Pre-installation tasks for Data Plane Profiler Agent
Perform these tasks before you try to install the Data Profiler agent on the cluster.
- Ensure that the clusters are running the latest version of HDP.
-
Ensure that the following HDP components are installed and configured:
- Atlas
- Ranger
- Knox
- Spark2 and Livy Server2
- If you plan to sync users from LDAP into Ranger, ensure a dpprofiler user is created in LDAP and synced into Ranger.
- Ensure that Ranger integration for HDFS and Hive is enabled.
- Make sure that HDFS Audit logging for Ranger is enabled.

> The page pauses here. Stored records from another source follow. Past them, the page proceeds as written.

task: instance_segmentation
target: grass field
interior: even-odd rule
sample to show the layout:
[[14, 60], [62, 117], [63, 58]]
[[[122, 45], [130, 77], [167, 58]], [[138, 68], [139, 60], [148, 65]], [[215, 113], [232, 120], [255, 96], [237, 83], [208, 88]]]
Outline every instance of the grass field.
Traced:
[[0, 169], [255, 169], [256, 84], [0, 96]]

- Make sure you install Hive client and HDFS client on the machine where you plan to install DataPlane Profiler Agent.
-
Add the following proxy users details in the custom core-site.xml file as follows:
hadoop.proxyuser.livy.groups=*
hadoop.proxyuser.livy.hosts=*
hadoop.proxyuser.knox.groups=*
hadoop.proxyuser.knox.hosts=*
-
Ensure that the following configuration is set up in Spark2 for cleaning up history files without filling up HDFS space over time.
- Log in to Ambari on the cluster.
- Select Spark2 > Configs > Custom spark2-defaults.
-
Add the following lines:
spark.history.fs.cleaner.enabled=true
spark.history.fs.cleaner.interval=1d
spark.history.fs.cleaner.maxAge=7d
This ensures that Spark history from jobs older than seven days will be cleaned up once per day. Modify the values as needed.
- Restart the services as required.
-
Make sure the resource requirements for YARN queues for a default DSS
configurations are as follows:
- RAM should be greater than or equal to 24 GB.
- CPU Cores should be greater than equal to 12.
Update the YARN parameters as follows:
Set the
yarn.scheduler.capacity.maximum-am-resource-percent
parameter on YARN > Scheduler (let this be x) such that, when multiplied with the total memory in YARN, it should be greater than or equal to 8G.The equation appears as follows:
(x * total_memory_in_yarn) >= 8G
For example, for 16 GB it is advised to set x to 0.5.
All these resources must be allocated exclusively for profiler agent and profilers. It is advisable to have a separate queue.